Investments most people make for their children or grandchildren needn’t be complicated.
A few suggestions:
- Accounts for college or for gifting at a certain age may need to become more conservative as the time nears. Some funds allow you to target a specific year, doing the heavy lifting for you.
- Retirement accounts held for children should be invested aggressively if they truly are for the child’s retirement.[i] Such a long timeframe provides an excellent opportunity for potential growth. A $1,000 investment at age 10 earning 7 percent annually grows to over $46,000 by age 65, but is a paltry $3,000 if it only grows at 2 percent per year.[ii]
For most situations, a review once a year with your financial advisor should cover any investments you make for your children or grandchildren.

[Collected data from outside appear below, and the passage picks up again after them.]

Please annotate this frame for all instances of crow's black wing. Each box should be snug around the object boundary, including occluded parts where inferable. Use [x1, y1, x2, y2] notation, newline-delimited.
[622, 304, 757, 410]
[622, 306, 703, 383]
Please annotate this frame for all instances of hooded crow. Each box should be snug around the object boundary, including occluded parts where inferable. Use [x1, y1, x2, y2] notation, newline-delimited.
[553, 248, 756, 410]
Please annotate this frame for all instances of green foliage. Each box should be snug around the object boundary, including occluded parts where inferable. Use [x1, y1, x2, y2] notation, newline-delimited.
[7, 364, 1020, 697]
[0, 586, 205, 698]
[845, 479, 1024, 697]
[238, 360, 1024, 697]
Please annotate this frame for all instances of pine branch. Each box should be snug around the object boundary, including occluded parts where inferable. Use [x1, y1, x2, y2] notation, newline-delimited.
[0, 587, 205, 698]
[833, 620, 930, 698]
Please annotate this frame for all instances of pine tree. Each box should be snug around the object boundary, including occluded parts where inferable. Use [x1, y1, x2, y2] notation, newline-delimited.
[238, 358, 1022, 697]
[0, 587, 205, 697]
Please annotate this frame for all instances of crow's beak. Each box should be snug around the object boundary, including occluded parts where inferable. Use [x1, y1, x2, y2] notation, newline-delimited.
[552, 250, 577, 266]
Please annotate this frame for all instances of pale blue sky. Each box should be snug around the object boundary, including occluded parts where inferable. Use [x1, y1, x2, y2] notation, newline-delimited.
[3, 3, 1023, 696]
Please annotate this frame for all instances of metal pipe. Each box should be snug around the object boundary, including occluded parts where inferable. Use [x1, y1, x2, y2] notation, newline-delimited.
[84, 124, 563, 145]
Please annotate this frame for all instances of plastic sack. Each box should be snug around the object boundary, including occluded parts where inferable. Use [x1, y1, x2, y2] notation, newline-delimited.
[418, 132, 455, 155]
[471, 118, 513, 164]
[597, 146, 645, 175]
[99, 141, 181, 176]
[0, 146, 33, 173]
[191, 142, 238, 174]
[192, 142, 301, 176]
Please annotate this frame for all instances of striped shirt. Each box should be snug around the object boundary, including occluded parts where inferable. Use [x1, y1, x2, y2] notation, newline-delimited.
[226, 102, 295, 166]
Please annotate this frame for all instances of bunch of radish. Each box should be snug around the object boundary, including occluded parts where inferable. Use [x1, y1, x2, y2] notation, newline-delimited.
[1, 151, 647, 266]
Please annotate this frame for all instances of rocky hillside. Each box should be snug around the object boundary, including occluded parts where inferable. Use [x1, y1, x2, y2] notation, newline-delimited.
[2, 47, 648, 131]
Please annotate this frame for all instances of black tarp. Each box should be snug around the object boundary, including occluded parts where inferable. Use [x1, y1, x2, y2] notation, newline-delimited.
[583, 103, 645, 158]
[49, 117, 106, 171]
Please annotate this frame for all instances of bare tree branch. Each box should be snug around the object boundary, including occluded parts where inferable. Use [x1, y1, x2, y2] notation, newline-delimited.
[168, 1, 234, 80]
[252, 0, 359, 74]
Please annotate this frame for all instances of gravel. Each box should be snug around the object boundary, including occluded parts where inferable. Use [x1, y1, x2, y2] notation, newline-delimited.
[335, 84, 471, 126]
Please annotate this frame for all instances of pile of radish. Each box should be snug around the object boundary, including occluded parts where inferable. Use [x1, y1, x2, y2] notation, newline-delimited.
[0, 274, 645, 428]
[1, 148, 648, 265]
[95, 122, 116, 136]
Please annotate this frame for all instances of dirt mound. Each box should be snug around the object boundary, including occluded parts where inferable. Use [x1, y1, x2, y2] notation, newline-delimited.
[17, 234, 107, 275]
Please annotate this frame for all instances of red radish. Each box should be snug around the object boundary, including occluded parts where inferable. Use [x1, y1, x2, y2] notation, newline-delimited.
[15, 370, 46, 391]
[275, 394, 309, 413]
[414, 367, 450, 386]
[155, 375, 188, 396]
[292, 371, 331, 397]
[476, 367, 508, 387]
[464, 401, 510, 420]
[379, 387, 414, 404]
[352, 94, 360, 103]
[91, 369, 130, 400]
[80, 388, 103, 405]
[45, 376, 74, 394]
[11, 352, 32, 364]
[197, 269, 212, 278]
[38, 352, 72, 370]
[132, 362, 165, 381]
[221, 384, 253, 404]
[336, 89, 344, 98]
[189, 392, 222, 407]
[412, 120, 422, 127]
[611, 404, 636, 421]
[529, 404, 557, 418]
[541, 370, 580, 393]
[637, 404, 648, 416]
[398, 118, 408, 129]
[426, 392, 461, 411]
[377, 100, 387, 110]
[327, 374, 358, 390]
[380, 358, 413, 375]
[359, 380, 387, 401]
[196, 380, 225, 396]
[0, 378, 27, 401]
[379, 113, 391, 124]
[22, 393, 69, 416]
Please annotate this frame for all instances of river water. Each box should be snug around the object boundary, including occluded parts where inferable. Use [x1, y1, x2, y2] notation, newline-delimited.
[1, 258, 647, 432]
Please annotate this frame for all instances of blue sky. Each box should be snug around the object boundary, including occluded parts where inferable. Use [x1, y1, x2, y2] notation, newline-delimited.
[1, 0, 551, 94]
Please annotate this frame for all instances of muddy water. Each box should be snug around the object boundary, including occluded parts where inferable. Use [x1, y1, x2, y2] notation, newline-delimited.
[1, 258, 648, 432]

For my kids, we invested all money received as gifts when they were born, and each child has a small Roth IRA. I recently changed one investment to make it more aggressive.
It’s a good time to contribute
A birthday is the perfect time to invest for the children in your life. Some of our clients add monthly to their grandkids’ accounts, while others write one check a year. Even modest amounts are meaningful and have the chance to grow over time.
Some parents or grandparents don’t want to hand over a significant amount of cash to a young adult, or worry a child won’t attend college. If those are your concerns, your financial “help” could include setting aside funds for future milestones like a first car or apartment deposit.
You could also indulge your young loved one with a meaningful experience instead of just another toy or gift card. For example, my in-laws take my kids out to a special birthday dinner. They make a big deal out of it, and everyone has a blast. Last Christmas, I gave each of my kids certificates for experiences they can enjoy: rock climbing, a trip to a museum, a trip to an art exhibit. Those gifts of experience can help broaden the horizons of your favorite young people in ways a $20 bill never could.
As a parent or grandparent, you give your child many gifts—love, guidance, and opportunities. Adding financial wisdom and support to the mix means you’re not only celebrating who they are today, but also preparing them for the future.
Here at Corner Post Financial Planning, we’ve seen all kinds of scenarios where the older generation productively helps the younger generation. From college and transfer accounts to retirement, ongoing assistance, and estate planning strategies, we would love to help you through your special situation!
[i] Child labor laws apply, but young children may be paid as Household Employees for chores, and their tasks and wages must be documented. The child does not have to make the contribution with their own money. A parent or grandparent can make the contribution as long as the child has earned income. Work with your tax advisor to follow the law.
[ii] This is a hypothetical example and is not representative of any specific investment.